NEW YORK/LONDON - Gold prices turned negative on Tuesday as the dollar strengthened following news that China would retaliate against a new round of U.S. tariffs on its goods. U.S. Treasuries also rose, helping boost the dollar but pressuring gold.
China said that it had no choice but to retaliate against new U.S. trade tariffs, raising the risk that U.S. President Donald Trump could soon impose duties on virtually all Chinese goods that America buys.
The U.S. dollar index strengthened against a basket of major currencies. A stronger dollar generally weighs on the price of dollar-denominated gold, which has been losing out on safe-haven flows to the greenback during the months-long U.S.-China trade conflict. The dollar was negative earlier.

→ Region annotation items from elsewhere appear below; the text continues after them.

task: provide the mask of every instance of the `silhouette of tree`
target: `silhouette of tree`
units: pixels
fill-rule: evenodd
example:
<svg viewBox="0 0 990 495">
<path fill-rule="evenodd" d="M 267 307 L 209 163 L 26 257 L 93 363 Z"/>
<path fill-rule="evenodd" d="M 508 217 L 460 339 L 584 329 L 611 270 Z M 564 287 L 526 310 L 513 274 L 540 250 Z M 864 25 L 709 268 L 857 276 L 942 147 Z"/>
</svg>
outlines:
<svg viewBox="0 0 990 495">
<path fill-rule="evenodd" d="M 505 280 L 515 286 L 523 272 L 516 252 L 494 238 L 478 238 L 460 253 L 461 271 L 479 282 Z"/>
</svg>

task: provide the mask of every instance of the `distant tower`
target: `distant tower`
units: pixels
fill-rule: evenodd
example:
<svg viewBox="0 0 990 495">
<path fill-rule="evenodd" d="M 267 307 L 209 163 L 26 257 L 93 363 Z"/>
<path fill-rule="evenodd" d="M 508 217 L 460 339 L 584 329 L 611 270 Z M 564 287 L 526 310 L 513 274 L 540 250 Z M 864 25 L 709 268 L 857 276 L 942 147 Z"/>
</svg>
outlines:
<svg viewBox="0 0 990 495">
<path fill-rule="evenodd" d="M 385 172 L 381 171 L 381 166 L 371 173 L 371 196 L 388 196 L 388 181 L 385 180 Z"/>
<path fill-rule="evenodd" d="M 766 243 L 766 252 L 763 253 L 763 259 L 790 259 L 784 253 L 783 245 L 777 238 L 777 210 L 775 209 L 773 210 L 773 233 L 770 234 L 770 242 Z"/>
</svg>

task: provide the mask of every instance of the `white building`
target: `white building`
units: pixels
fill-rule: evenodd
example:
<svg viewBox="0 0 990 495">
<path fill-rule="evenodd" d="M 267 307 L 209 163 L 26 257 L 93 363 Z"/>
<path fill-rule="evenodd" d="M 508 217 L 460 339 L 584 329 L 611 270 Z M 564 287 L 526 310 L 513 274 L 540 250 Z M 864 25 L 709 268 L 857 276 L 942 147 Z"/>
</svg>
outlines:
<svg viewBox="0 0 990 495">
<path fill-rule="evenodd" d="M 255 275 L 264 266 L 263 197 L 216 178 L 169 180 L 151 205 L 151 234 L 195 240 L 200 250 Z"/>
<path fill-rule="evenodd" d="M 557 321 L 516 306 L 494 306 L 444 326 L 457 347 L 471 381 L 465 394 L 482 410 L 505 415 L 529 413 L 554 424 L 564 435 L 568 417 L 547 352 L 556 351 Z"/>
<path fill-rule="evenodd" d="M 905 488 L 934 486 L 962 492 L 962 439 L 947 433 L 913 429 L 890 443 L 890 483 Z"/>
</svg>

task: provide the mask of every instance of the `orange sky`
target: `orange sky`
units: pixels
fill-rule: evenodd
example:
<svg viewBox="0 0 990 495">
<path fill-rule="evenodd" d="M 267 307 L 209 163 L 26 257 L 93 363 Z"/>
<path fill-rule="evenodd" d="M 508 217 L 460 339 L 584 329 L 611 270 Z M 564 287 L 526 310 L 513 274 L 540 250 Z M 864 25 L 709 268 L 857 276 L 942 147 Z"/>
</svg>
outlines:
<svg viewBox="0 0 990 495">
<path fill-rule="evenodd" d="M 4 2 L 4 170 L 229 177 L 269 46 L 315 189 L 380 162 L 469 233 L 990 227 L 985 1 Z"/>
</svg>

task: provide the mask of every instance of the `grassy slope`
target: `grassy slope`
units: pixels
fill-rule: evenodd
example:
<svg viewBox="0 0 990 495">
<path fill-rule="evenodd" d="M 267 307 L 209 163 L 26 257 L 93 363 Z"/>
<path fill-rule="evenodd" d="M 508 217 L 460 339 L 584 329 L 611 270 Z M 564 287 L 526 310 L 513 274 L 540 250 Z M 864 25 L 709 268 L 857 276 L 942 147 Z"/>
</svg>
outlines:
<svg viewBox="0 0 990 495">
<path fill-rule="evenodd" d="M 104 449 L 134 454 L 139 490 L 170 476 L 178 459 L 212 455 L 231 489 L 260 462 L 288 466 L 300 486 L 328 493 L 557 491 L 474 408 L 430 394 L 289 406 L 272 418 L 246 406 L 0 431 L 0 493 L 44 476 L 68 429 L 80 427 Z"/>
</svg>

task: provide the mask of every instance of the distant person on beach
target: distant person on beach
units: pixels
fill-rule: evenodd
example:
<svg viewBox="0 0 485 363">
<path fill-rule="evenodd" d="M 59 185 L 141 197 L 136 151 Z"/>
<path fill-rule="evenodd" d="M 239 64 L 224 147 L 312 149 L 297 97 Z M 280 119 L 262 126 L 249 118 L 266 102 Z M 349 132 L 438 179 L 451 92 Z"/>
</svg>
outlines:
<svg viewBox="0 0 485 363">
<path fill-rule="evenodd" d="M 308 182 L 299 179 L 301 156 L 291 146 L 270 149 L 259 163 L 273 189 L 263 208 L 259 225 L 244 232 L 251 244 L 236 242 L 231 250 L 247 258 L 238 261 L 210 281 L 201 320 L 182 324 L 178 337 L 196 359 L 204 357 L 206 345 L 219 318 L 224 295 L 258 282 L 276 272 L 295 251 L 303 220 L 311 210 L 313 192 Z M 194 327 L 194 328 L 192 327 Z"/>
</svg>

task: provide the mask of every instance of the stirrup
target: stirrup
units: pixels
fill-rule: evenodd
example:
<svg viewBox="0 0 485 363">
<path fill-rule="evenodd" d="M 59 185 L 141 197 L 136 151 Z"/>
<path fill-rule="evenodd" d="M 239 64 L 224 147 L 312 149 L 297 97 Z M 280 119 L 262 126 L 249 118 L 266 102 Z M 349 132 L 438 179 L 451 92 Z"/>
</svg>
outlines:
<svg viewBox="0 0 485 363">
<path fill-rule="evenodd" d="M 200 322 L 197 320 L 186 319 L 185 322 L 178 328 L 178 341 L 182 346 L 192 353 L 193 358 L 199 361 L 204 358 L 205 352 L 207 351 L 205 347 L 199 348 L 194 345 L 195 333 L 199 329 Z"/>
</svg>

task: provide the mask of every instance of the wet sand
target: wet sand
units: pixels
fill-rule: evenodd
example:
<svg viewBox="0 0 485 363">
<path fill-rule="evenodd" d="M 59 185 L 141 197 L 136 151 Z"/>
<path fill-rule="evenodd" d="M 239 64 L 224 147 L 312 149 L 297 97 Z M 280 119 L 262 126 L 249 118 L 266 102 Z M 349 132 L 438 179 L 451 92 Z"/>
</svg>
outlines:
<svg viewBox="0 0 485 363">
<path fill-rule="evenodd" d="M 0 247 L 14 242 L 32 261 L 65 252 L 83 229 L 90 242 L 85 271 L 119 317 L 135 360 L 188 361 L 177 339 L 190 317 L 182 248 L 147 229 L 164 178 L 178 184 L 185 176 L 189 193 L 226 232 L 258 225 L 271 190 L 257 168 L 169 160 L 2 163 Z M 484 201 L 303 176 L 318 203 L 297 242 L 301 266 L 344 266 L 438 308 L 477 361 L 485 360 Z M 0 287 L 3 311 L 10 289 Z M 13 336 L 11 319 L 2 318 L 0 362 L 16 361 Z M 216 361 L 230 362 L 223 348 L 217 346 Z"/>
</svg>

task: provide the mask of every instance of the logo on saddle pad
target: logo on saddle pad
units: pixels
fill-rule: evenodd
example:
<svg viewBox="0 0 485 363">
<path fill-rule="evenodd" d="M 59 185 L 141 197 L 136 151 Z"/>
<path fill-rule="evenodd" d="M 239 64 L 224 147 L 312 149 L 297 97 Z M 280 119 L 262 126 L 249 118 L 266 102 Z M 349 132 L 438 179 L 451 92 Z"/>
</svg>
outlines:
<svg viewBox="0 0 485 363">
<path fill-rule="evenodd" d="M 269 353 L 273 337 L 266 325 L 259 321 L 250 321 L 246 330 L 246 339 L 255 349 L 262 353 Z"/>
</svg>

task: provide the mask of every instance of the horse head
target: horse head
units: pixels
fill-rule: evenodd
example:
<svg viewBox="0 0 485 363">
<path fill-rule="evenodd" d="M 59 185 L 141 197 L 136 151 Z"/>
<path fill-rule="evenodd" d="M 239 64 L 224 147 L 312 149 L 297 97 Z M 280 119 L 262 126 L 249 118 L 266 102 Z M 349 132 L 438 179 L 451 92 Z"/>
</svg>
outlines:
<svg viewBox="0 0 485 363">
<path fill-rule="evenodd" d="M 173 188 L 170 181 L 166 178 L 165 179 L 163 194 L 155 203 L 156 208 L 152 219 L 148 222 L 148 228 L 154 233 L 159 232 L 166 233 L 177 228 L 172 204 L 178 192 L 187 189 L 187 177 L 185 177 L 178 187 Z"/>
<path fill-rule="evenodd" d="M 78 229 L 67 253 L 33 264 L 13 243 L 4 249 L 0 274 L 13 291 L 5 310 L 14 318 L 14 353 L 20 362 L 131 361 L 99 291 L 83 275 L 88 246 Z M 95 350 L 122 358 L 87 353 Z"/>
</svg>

Spot gold dropped 0.23 percent at $1,197.75 per ounce by 1:33 p.m. EDT (1733 GMT) in choppy trade. U.S. gold futures for December delivery fell $3.30, or 0.3 percent, at $1,202.50.
Gold prices have declined more than 12 percent since April, hurt by the intensifying trade dispute between the United States and China and as rising U.S. interest rates diminished demand for non-interest-bearing bullion.
"I think there’s a secondary factor where higher rates and real rates are helping lift the dollar and that's putting pressure on gold," said Rob Haworth, senior investment strategist for U.S. Bank Wealth Management.
Higher yields tend to lift the dollar and pressure gold, which costs to store and insure but does not pay interest.
Investors are eyeing a meeting by the U.S. Federal Reserve next week at which interest rates are widely expected to be raised, said ActivTrades chief analyst Carlo Alberto De Casa.
"Any comments about the 2019 monetary policy could be a new significant driver for the precious metal," he said.
Gold prices were "hovering below massive resistance between $1,205-$1,215 range", said FOREX.com analyst Fawad Razaqzada, pointing out that gold was still in a bearish trend.
Investors trimmed their net short positions in Comex gold and silver in the week to Sept. 11, U.S. data showed on Friday.
"One of the big problems that gold is facing is that it is trying to battle a mountain of pessimism," ETF Securities analyst Nitesh Shah said.
"The speculative positioning in gold is down to its lowest levels since 2001 ... gold is not behaving like the haven that it is supposed to be."
Spot silver lost 0.1 percent at $14.14 an ounce. Platinum rose 1.9 percent at $811.30, while palladium gained 2.7 percent at $1,010.72, reaching its highest since mid-June at $1,012.50 an ounce.